En La Plata y en el sistema bonaerense, la preocupación se centra en el impacto que estas decisiones pueden tener sobre la continuidad pedagógica y el acceso a la formación técnica. La experiencia reciente en otras ciudades muestra que los cambios curriculares y administrativos suelen traducirse en menos carreras disponibles, menos comisiones y, en algunos casos, menos horas cátedra.
Según los antecedentes relevados, en la Ciudad de Buenos Aires la cartera educativa llegó a eliminar cinco carreras terciarias en al menos tres Institutos de Formación Técnica Superior. Entre los casos señalados aparecen las tecnicaturas de Administración y Gestión de Políticas Culturales, Pedagogía y Educación Social, Administración y Relaciones del Trabajo, Administración Comercial y Ceremonial y Protocolo.

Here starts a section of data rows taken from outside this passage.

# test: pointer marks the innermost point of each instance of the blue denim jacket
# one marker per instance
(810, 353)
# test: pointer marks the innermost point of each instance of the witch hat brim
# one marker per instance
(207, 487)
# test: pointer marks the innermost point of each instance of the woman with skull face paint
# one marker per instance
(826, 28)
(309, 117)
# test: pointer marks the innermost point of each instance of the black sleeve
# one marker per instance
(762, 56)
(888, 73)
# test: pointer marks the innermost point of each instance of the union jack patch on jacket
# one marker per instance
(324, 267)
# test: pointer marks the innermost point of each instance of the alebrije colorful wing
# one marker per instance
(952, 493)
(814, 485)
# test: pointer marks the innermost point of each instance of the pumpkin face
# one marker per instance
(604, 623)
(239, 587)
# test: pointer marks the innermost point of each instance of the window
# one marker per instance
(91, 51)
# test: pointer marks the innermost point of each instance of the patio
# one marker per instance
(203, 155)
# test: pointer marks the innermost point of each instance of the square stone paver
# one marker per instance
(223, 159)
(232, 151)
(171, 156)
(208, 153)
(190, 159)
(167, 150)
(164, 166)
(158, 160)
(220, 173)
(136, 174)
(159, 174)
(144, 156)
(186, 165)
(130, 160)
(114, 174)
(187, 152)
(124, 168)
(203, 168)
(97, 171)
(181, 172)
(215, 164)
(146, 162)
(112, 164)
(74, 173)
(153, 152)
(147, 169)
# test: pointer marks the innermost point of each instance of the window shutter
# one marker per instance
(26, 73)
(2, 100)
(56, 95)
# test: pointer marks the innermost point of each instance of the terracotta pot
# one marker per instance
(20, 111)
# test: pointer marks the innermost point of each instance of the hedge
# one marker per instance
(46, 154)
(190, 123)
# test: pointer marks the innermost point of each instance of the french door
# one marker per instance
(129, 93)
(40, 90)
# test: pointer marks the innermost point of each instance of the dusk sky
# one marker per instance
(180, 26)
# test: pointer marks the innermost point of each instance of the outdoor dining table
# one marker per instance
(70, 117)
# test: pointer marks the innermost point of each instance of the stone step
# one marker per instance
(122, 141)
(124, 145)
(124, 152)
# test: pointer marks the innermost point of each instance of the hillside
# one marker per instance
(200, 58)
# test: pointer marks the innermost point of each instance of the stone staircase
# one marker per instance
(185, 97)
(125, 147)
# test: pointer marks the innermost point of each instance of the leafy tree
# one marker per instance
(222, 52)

El conflicto no se limita a la oferta académica: también expone una disputa más amplia sobre el modelo de formación superior. Diversas organizaciones docentes vienen cuestionando que los recortes se presenten como “reordenamientos” o “optimización de recursos”, porque en la práctica implican menos oportunidades de cursada y potencial pérdida de puestos de trabajo.
En paralelo, en la provincia se suman antecedentes de cambios estructurales en la educación técnica, como propuestas de rediseño curricular y ajustes en la carga horaria de la modalidad. Ese escenario alimenta la inquietud de la comunidad educativa, que teme que las decisiones administrativas terminen reduciendo la capacidad del sistema para formar técnicos y responder a la demanda laboral de la región.
La resistencia, por ahora, se expresa en advertencias públicas, reclamos gremiales y movilizaciones. Para docentes y estudiantes, el eje no pasa solo por defender carreras puntuales, sino por evitar que la formación técnica quede subordinada a criterios de ajuste que, sostienen, debilitan un área clave para el desarrollo educativo y productivo.